Sony has unveiled the LYTIA 610, a new 64-megapixel smartphone sensor built to make telephoto cameras sharper without hurting autofocus. The pitch is straightforward: better detail, faster readout, and cleaner switching in multi-camera phones. In a market where zoom modules often get the leftovers after the main camera grabs the spotlight, that is a very sensible place to spend silicon.
The Sony LYTIA 610 is a 1/2-inch CMOS sensor with a pixel size of 0.7 µm, and Sony says its RB2x2 On Chip Lens structure is being used at scale for the first time. The company claims more than a 20% boost in spatial resolution versus the previous LYTIA 601 while keeping the same pixel size. That kind of gain usually shows up first in the dull-but-important stuff: less mushy zoom shots, fewer compromises in low-light telephoto scenes, and less of that artificial-looking sharpening phones use to fake detail.
Sony LYTIA 610 4K video and faster sensor readout
Sony also says the readout speed is roughly twice as fast as its earlier 1/2-inch sensors. That opens the door to 4K video at up to 120 frames per second, plus 4K 60 fps in HDR. For phone makers, that matters because telephoto cameras are no longer just for stills and portrait blur; they are increasingly expected to behave like proper video tools too, especially in flagship devices that want a unified camera experience.
Competitors have been pushing hard on this front. Samsung and OmniVision have both spent the last few product cycles trying to make smaller smartphone sensors behave less like compromises and more like premium imaging parts, while Apple has leaned heavily on multi-camera consistency across lenses.

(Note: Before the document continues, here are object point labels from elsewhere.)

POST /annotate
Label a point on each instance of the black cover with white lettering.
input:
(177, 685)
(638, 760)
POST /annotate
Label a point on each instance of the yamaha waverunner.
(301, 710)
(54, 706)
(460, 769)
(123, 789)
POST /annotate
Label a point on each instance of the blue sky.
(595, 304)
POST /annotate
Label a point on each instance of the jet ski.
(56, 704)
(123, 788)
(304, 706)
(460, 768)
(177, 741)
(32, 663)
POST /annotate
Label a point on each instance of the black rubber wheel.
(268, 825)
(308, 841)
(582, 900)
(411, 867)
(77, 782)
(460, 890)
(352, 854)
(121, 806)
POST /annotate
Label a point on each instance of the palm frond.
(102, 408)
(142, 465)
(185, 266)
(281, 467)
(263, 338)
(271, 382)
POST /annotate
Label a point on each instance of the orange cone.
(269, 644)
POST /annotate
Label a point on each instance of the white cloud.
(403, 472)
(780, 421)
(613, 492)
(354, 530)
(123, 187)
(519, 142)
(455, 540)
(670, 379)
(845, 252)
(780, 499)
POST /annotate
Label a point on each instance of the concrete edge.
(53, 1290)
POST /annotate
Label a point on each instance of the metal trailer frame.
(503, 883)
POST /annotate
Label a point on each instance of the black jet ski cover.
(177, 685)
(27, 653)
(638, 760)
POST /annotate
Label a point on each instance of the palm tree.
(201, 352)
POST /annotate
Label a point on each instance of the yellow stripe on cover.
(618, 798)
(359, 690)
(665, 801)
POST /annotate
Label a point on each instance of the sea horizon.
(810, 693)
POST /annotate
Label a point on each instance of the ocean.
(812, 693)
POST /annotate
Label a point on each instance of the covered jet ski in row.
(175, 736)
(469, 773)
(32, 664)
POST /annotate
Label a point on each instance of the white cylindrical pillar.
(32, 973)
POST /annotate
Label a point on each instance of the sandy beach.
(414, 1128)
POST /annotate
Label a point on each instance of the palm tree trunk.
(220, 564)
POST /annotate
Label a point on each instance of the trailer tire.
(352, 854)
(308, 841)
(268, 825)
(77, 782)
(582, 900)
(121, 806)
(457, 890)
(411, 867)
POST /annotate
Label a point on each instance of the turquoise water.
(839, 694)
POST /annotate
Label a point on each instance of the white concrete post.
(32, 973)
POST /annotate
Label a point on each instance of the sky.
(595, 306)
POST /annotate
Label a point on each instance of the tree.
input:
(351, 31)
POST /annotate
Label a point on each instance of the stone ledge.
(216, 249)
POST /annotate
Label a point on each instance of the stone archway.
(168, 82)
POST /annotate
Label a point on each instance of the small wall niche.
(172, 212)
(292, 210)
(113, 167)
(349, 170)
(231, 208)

Sony’s play here is to improve the one area users notice immediately: zoom shots that do not fall apart the moment the light drops or the subject moves.
Multi-camera phones get a cleaner handoff
The LYTIA 610 is also designed for phones with multiple rear cameras, where color and exposure mismatches can make lens switching look clumsy. Sony says the sensor should reduce differences between the main and secondary modules and make transitions smoother during video recording. That is a practical feature, not a flashy one, which is usually how good camera hardware ends up being judged anyway.
Mass production of the LYTIA 610 is set to begin before the end of June 2026. The real test will come when handset makers decide where to use it: as a premium telephoto upgrade, a midrange zoom boost, or just another spec-sheet trophy. My bet? The first phones using it will sell the zoom story hard, because after years of main-camera arms races, telephoto finally has a part worth bragging about.